La puerta se abrió revelando un salón amplio y luminoso. Un ventanal descomunal en el fondo, exponía una vista de toda la ciudad. Era un paisaje sobrecogedor. No tan lejos, se podían ver construcciones emblemáticas como la cúpula del congreso, el ministerio de obras públicas o el obelisco. Incluso, en lo remoto podía divisar la torre de la ciudad. Sin embargo, fue el interior del salón lo que más llamó mi atención. El centro del espacio, lo ocupaba un escritorio de tamaño desproporcionado en relación a las necesidades que una persona podría tener para trabajar. Esta estructura desmesurada, solo tenía sobre su superficie, un velador, un intercomunicador y un vaso transparente con agua. Un hombre calvo me esperaba sentado en un sillón lujoso. «Ese debe ser el director», intuí. Sobre la pared izquierda, además de relieves esculpidos en mármol, y un antiguo reloj de oro, había varias pinturas colgadas. No soy un experto en arte, pero todas las obras me parecieron imponentes. Sin embargo, no fue la ostentación de lujos lo que más me impresionó; sino, un oso de más de dos metros de alto. Ubicado a las espaldas del director, parecía posicionado estratégicamente para enviar un mensaje. Funcionaba: la verdad es que si ese animal se hubiera movido me habría cagado en las patas. Pero no era el único detalle inquietante. En el muro derecho, había varias cabezas de animales acompañadas de fotos de un hombre calvo enseñando los trofeos recién masacrados. «Lindo mural de la muerte», reflexioné. Advertí que me examinaba de arriba a abajo. Al concluir su revisión, me invitó a sentarme en una silla que había de mi lado. Me sentí un poco intimidado. No obstante, estaba determinado a no dejarme amilanar. Desafiante, me acomodé con energía en la silla derecha. Entonces, ese hombre calvo y cubierto de arrugas, comenzó a hablar con lentitud, como arrastrando las sílabas:
—Usted no me engaña —afirmó seco.
Hizo una pausa. Se quedó observándome, como esperando una reacción de mi parte. Pero no me moví: estaba tan cagado que no podía moverme.

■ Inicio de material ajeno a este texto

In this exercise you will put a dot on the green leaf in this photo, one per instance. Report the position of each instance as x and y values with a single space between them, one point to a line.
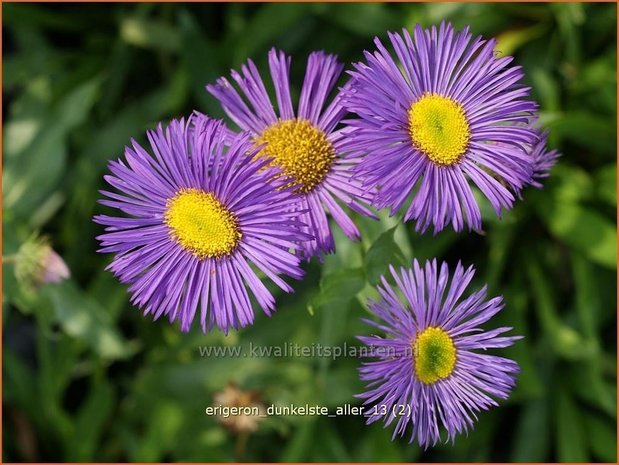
602 435
152 33
606 184
532 437
571 439
383 253
37 171
511 40
89 423
597 133
585 230
83 318
340 286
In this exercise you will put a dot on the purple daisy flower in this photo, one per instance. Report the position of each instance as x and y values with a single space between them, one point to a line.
427 373
447 112
543 160
305 144
202 220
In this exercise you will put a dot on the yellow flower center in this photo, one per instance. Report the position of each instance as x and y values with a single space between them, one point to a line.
438 127
435 355
200 223
302 151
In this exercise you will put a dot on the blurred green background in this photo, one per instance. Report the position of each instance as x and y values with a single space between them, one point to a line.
87 378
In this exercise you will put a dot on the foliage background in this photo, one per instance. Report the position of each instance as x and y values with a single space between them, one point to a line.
87 378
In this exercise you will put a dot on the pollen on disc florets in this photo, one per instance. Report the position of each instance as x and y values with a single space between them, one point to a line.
438 128
300 149
434 354
201 224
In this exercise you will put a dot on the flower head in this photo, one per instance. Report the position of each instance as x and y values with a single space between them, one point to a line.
204 217
427 372
446 112
303 143
543 159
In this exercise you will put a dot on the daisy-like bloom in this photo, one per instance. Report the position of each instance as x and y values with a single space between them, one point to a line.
204 215
428 372
543 160
446 112
305 144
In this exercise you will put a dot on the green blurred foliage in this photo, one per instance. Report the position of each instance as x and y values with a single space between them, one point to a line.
87 378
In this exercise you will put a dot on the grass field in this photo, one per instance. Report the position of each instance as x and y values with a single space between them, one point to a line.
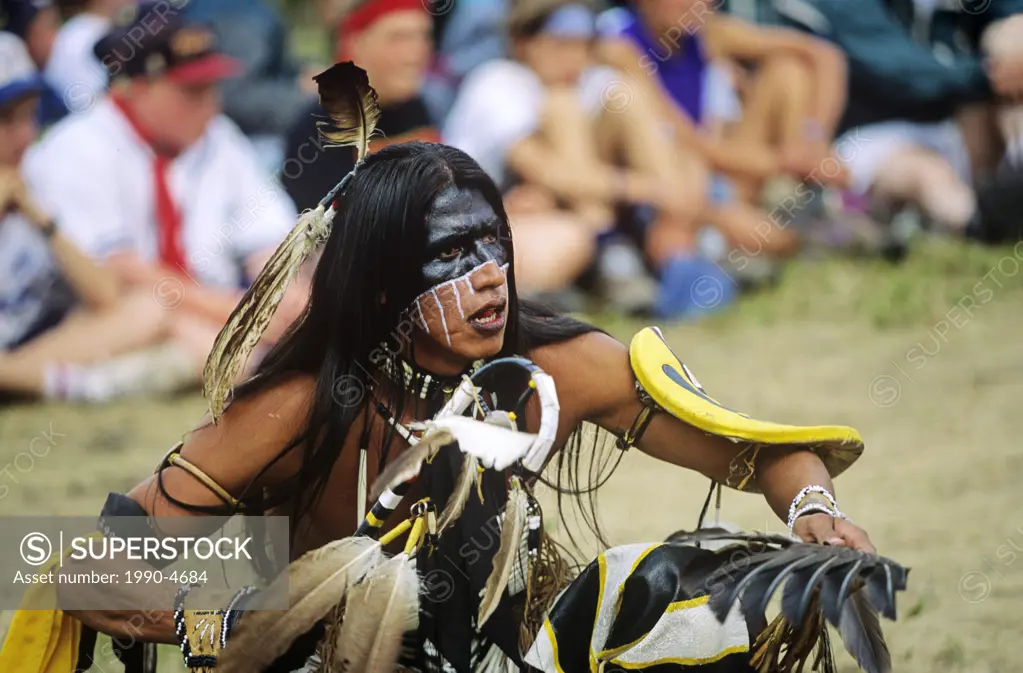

—No… Usted no me engaña —repitió—. Es un verdadero depredador.
«¿Eh?»
—El ingeniero Samuel Cohen.
Supuse que sería ingeniero, pero no sabía que su nombre fuera Samuel. De frente todos le decían jefe, al gordo le gustaba así.
—Samuel Cohen fue un soldado indispensable para nosotros.
«Habla de él en pasado. Samuel Cohen está muerto».
—Pero va a estar fuera de acción una temporada.
«Entonces está vivo».
—Vamos a necesitar una persona que dé el paso al frente. Samuel Cohen siempre lo evaluó como el mejor de sus subordinados. Al verlo sé que usted no solo está preparado para esto, sino que tiene destino de ejecutivo.
«Este viejo está chapita».
—Seamos sinceros, en la vida hay depredadores y presas. Pumas y vacas. Cohen era una vaca. Usted es un puma. Ese horrible desorden alimenticio. Hay gente que con la presión se quiebra, y gente que se endurece.
No podía creer lo que estaba escuchando.
—Me llegó el relato de su reacción certera salvando al ingeniero Cohen. Esa celeridad para actuar solo se da en hombres de acción. Usted es como yo: no duda. Mientras que los cobardes se quedan congelados, los hombres de acción actúan.